Reconstruction is based on **Takens' embedding theorem**, which states that
a scalar time series carries sufficient information to reconstruct the
full phase space of a deterministic dynamical system.

.. contents::
   :local:
   :depth: 1

Quick Start
-----------

.. code-block:: python

    from epimodels.continuous import SIR
    from epimodels.tools.phase import find_optimal_embedding, phase_portrait

    model = SIR()
    model([1000, 1, 0], [0, 100], 1001, {'beta': 0.3, 'gamma': 0.1})

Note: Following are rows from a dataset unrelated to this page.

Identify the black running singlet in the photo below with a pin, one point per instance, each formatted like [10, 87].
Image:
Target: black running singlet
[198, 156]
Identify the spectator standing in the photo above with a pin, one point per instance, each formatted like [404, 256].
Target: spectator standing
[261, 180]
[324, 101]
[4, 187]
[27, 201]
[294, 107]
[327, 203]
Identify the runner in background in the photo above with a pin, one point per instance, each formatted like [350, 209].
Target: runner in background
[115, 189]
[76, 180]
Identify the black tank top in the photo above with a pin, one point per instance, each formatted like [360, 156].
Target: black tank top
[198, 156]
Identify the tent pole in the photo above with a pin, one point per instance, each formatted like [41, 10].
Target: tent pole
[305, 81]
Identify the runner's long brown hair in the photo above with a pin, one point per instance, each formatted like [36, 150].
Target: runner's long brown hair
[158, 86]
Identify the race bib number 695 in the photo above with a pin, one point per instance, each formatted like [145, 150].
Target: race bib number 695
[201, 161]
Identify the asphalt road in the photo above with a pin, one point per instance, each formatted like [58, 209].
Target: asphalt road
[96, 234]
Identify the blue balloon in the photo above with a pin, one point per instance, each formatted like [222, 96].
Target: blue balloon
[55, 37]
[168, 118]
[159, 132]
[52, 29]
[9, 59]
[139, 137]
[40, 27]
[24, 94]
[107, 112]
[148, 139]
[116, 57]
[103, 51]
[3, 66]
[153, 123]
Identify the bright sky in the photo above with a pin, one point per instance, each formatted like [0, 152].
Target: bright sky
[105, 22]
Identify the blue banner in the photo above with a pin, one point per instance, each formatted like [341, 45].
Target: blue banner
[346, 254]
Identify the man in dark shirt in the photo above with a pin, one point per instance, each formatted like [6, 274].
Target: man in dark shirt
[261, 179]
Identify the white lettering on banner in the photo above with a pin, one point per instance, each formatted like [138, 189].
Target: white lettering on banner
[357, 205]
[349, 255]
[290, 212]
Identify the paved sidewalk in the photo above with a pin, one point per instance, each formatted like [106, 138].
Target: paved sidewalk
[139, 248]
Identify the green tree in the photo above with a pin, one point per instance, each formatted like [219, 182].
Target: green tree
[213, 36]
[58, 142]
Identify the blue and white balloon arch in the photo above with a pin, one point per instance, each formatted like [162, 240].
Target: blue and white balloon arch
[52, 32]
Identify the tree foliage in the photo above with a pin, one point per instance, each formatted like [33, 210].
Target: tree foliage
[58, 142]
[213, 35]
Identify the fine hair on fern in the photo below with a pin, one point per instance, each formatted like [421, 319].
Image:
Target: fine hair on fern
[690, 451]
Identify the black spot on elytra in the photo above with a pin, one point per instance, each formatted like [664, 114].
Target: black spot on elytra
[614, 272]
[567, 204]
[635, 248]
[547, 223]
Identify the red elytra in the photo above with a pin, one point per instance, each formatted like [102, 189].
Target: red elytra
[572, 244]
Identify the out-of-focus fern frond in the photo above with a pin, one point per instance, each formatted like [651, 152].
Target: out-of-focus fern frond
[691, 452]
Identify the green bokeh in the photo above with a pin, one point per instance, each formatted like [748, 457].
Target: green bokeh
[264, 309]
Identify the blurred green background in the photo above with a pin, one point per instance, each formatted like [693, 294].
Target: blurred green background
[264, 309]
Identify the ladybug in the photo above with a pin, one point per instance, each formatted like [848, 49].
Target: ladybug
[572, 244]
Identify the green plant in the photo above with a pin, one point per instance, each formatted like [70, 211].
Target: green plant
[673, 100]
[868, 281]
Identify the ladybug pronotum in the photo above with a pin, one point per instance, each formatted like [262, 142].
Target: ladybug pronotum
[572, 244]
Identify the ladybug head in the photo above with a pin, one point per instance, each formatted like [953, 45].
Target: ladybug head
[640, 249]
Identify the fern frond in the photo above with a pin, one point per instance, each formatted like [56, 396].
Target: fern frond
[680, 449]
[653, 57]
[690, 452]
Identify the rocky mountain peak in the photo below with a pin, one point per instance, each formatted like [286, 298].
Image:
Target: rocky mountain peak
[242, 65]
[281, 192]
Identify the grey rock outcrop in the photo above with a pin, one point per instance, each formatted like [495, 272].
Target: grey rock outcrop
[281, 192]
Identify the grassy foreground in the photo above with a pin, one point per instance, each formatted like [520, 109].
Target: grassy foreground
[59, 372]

    # Find optimal embedding parameters automatically
    params = find_optimal_embedding(model.traces['I'])
    print(f"Optimal tau={params['tau']}, dim={params['dim']}")

    # Plot a phase portrait
    phase_portrait(model.traces['S'], model.traces['I'])

Time Delay Embedding
--------------------

:class:`~epimodels.tools.phase.TimeDelayEmbedding` implements Takens'
embedding theorem for reconstructing the phase space from a scalar time
series.

.. code-block:: python

    from epimodels.tools.phase import TimeDelayEmbedding
    import numpy as np

    t = np.linspace(0, 10, 1000)
    data = np.sin(t) + 0.1 * np.random.randn(1000)

    embedding = TimeDelayEmbedding(data, tau=10, dim=3)
    embedded = embedding.embed()  # shape: (n_samples, 3)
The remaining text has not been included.